Ambassador of Latvia to the United Nations
- Incumbent
- Assumed office 2023

Ambassador of Latvia to France
- In office 2010–2016

Ambassador of Latvia to the Netherlands
- In office 2008–2010

Personal details
- Born: 1972 (age 53–54)
- Party: People's Party
- Relatives: Daniels Pavļuts (brother)
- Alma mater: Latvian Academy of Culture Paris Institute of Political Studies
- Occupation: Diplomat, civil servant

= Sanita Pavļuta-Deslandes =

Latvian civil servant and diplomat

Sanita Pavļuta-Deslandes (born 1972) is a Latvian civil servant and diplomat, former ambassador to the Netherlands and France.
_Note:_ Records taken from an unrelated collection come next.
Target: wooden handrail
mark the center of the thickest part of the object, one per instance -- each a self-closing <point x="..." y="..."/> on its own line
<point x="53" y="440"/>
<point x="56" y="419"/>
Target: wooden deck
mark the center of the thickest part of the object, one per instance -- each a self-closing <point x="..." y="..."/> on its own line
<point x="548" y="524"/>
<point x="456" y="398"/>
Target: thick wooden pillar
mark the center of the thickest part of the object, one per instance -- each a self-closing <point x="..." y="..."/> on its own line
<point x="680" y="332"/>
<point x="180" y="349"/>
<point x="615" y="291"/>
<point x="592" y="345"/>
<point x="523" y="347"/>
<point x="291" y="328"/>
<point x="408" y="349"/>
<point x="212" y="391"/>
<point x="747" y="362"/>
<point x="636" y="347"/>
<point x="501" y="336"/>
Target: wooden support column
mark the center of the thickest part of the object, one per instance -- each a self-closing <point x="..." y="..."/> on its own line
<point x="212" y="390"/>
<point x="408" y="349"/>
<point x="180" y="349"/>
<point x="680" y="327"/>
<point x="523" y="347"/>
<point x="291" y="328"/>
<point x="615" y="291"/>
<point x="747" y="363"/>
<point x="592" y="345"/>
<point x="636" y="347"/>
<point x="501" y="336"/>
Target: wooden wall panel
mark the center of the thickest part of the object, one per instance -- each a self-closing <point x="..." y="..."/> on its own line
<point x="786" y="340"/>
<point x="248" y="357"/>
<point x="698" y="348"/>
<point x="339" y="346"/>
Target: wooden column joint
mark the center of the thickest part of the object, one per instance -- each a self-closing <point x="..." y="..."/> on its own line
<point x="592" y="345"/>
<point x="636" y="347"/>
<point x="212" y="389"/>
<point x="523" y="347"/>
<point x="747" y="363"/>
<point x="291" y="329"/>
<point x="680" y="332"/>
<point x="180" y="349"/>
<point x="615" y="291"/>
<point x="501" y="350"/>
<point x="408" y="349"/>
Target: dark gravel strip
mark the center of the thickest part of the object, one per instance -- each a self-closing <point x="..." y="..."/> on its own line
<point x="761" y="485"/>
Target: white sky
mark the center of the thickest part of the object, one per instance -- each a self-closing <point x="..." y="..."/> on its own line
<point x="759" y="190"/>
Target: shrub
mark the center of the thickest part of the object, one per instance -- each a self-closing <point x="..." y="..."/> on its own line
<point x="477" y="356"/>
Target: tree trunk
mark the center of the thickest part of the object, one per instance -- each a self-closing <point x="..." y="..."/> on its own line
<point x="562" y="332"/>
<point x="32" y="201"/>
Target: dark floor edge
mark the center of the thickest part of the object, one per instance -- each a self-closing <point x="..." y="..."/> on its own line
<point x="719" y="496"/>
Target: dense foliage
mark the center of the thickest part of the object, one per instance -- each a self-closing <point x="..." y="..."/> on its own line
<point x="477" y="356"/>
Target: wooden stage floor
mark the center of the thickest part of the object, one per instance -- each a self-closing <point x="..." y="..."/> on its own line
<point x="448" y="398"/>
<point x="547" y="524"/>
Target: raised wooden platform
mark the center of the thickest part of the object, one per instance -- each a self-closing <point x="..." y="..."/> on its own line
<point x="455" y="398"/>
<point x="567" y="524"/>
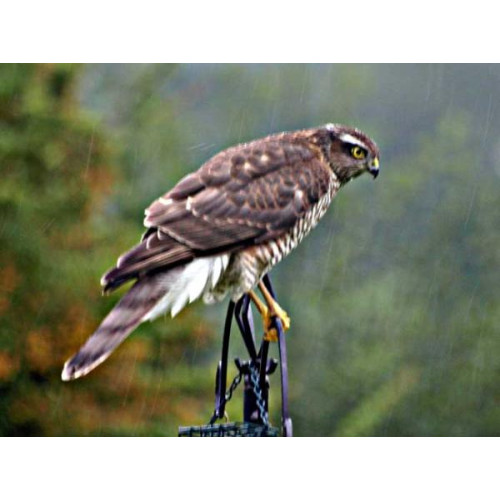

Since 2023, she serves as ambassador of Latvia to the United Nations.

== Career ==
In 1995, she graduated from the Latvian Academy of Culture, and afterwards from the Paris Institute of Political Studies in 1998. Since 1995, she has worked at the Latvian Ministry of Foreign Affairs, serving as advisor to Prime Minister Aigars Kalvītis on European Union affairs (2005–2007). She was also an advisor at the Ministry of Education and Science (2006). In the 2006 parliamentary election, she unsuccessfully ran for a seat in parliament on the People's Party list.

From 2008 to 2010, she served as ambassador to the Netherlands, and in 2010 she was appointed ambassador to France and to the International Organization of La Francophonie. She served in this capacity until 2016.

In 2023, she became Latvia's ambassador to the United Nations.

== Personal life ==
She is the sister of Daniels Pavļuts.